Tegenover verzet stond dus collaboratie en verraad. En er was wel degelijk onverschilligheid. Van der Laan zet zich af tegen het verwijt dat de meeste Nederlanders ‘slappelingen’ waren. Daarin heeft hij volstrekt gelijk. Maar hij slaat de plank mis wanneer hij in één adem betoogt dat ze „hartstikke anti-Duits” én „hartstikke” tegen de Jodenvervolging waren. Hij ondersteunt deze stelling met een filmfragment van een lezing door de historicus Bart van der Boom. Diens boek Wij wisten niets van hun lot. Gewone Nederlanders en de Holocaust (2012) is controversieel, zowel inhoudelijk – hij reduceert bijvoorbeeld de Holocaust tot ‘directe moord na aankomst’ – als methodiek: zo neemt hij alles letterlijk wat in dagboeken staat, behalve als er ‘vernietiging’ van de Joden staat. Uit ‘hartstikke’ anti-Duits volgde bepaald niet automatisch ‘hartstikke’ anti-Jodenvervolging.

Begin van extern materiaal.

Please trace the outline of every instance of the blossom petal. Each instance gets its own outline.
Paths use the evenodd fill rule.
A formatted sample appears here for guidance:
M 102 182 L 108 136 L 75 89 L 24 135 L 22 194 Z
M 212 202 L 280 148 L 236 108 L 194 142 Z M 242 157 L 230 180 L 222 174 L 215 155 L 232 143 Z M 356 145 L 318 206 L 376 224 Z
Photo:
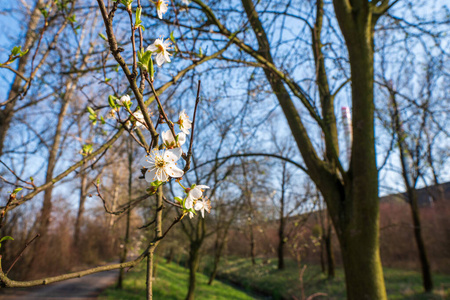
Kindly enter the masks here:
M 198 187 L 199 189 L 202 189 L 202 190 L 205 190 L 205 189 L 209 189 L 209 188 L 210 188 L 210 187 L 207 186 L 207 185 L 201 185 L 201 184 L 198 184 L 198 185 L 196 185 L 195 187 Z
M 158 47 L 156 47 L 155 44 L 151 44 L 147 47 L 147 51 L 156 52 L 158 50 Z
M 170 56 L 169 56 L 169 52 L 164 51 L 164 59 L 165 59 L 167 62 L 171 62 Z
M 156 172 L 156 177 L 162 182 L 169 180 L 169 175 L 167 175 L 166 171 L 161 168 L 158 169 L 158 172 Z
M 180 178 L 184 174 L 183 170 L 178 168 L 175 164 L 168 164 L 164 167 L 164 170 L 173 178 Z
M 194 199 L 192 199 L 192 197 L 187 196 L 186 201 L 184 202 L 184 207 L 186 209 L 191 209 L 192 204 L 194 204 Z
M 145 155 L 139 162 L 139 165 L 141 165 L 144 168 L 150 168 L 154 167 L 155 163 L 153 161 L 153 158 L 150 157 L 150 155 Z
M 186 134 L 184 132 L 180 132 L 178 134 L 178 143 L 180 144 L 180 146 L 186 143 Z
M 170 145 L 174 141 L 172 132 L 170 132 L 170 130 L 163 131 L 161 133 L 161 137 L 163 139 L 163 143 L 164 144 L 169 144 Z
M 147 172 L 145 172 L 145 181 L 147 182 L 153 182 L 156 181 L 156 171 L 157 168 L 149 169 Z
M 197 203 L 195 203 L 194 205 L 194 209 L 195 210 L 200 210 L 203 207 L 203 201 L 197 201 Z
M 180 147 L 175 149 L 169 149 L 164 152 L 164 161 L 169 163 L 175 163 L 180 159 L 183 150 Z
M 158 67 L 161 67 L 166 60 L 164 59 L 164 55 L 162 53 L 158 53 L 156 55 L 156 64 Z
M 194 199 L 198 199 L 198 198 L 200 198 L 201 196 L 202 196 L 202 190 L 201 189 L 199 189 L 199 188 L 197 188 L 197 187 L 195 187 L 194 189 L 192 189 L 192 190 L 190 190 L 189 191 L 189 195 L 192 195 L 192 197 L 194 198 Z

Het antisemitisme nam toe tijdens de bezetting, en lang niet alleen vanwege nazipropaganda. Het zou veel moeilijker blijken Joden dan niet-Joden aan een onderduikadres te helpen. En: natuurlijk wist bijna niemand van de gaskamers. Hoe kon dat, en hoe zou het te bevatten zijn geweest, al waren er geruchten? Maar de anti-Joodse maatregelen die eraan voorafgingen waren onheilspellend genoeg. Waarom zouden immers de ouders van Van der Laan Joden hebben laten onderduiken? Anders dan Van der Boom, die het begrip ‘verdringen’ verwerpt, heeft hij het wel degelijk, en met reden, over het fenomeen ‘wegduwen’. Nu doet hij – zoals velen – iets te veel aan wishful thinking. De meeste Nederlanders gingen ervan uit dat de Joden niet terug zouden komen. Er moest soms politie (en niet degenen die de Duitsers terzijde hadden gestaan) aan te pas komen om Joodse eigendommen bij zogenaamde ‘bewariërs’ terug te halen – in het bij Van der Laan, en ook bij mij, zo geliefde Amsterdam.

Evelien Gans is emeritus hoogleraar moderne Joodse geschiedenis aan de Universiteit van Amsterdam.

Dit artikel is verschenen in het NRC Handelsblad van donderdag 3 augustus 2017 op pagina 16-17.